La force des choses partie 1
Troisième volet : l'après-guerre

Date de lecture : Juin 2021

Simone de Beauvoir et Nelson Algren
Mes citations :
"C'est un plaisir et un repos de se remplir les yeux avec des mots qui existent déjà, au lieu d'arracher des phrases au vide."
"L'émotion la plus violente et la plus sincère ne dure pas : quelques fois elle suscite des actes, elle engendre des manies, mais elle disparaît ; par contre un souci, provisoirement écarté, ne cesse pas d'exister : il est présent dans le soin même que je prends de l'éviter. Les paroles souvent ne sont que du silence et le silence a ses voix"

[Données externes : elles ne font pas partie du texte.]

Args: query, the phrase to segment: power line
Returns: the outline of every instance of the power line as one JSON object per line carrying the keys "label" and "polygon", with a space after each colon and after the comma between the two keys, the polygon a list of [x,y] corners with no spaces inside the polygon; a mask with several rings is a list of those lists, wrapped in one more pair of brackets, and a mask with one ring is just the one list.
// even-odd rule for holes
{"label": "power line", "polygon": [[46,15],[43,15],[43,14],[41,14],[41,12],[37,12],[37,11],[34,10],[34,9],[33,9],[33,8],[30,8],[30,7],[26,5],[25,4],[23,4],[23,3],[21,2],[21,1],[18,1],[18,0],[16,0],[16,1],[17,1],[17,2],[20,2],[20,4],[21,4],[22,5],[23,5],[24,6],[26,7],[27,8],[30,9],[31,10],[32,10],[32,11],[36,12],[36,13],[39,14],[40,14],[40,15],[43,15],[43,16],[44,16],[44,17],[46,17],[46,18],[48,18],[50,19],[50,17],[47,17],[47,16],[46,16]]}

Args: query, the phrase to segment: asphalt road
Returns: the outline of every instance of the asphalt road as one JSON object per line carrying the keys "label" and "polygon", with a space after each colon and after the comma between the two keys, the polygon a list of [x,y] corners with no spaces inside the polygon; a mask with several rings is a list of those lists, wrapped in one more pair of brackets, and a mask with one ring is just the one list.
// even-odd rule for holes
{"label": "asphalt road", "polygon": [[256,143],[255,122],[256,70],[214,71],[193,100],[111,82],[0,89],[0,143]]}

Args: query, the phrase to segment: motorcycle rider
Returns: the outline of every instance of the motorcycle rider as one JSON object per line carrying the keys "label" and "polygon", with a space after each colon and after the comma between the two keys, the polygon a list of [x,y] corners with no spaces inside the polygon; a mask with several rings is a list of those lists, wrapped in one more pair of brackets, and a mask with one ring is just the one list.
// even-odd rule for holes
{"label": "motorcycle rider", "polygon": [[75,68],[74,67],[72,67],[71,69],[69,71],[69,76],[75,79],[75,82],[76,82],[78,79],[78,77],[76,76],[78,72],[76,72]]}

"J'avais du mal à liquider mon histoire avec Algren. Il ne s'était pas remarié mais cela ne faisait pas de différence. Il était inutile de m'interroger sur mes sentiments : même s'il lui en coûtait de m'écarter, il le ferait s'il le jugeait nécessaire. Cette affaire était close. J'en étais moins bouleversée que je ne l'aurais été deux ans plus tôt : impossible à présent de changer mes souvenirs en feuilles mortes, c'était des écus d'or sonnants. Et puis en deux mois, à Miller, j'avais passé de la stupeur à la résignation. Je ne souffrais pas. Mais de temps en temps,un vide se creusait en moi, il me semblait que ma vie s'arrêtait. Je regardais la place Saint-Germain-des-Près : par derrière, il n'y avait rien. Autrefois mon cœur battait aussi ailleurs ; maintenant, j'étais où j'étais, ni plus ni moins. Quelle austérité !"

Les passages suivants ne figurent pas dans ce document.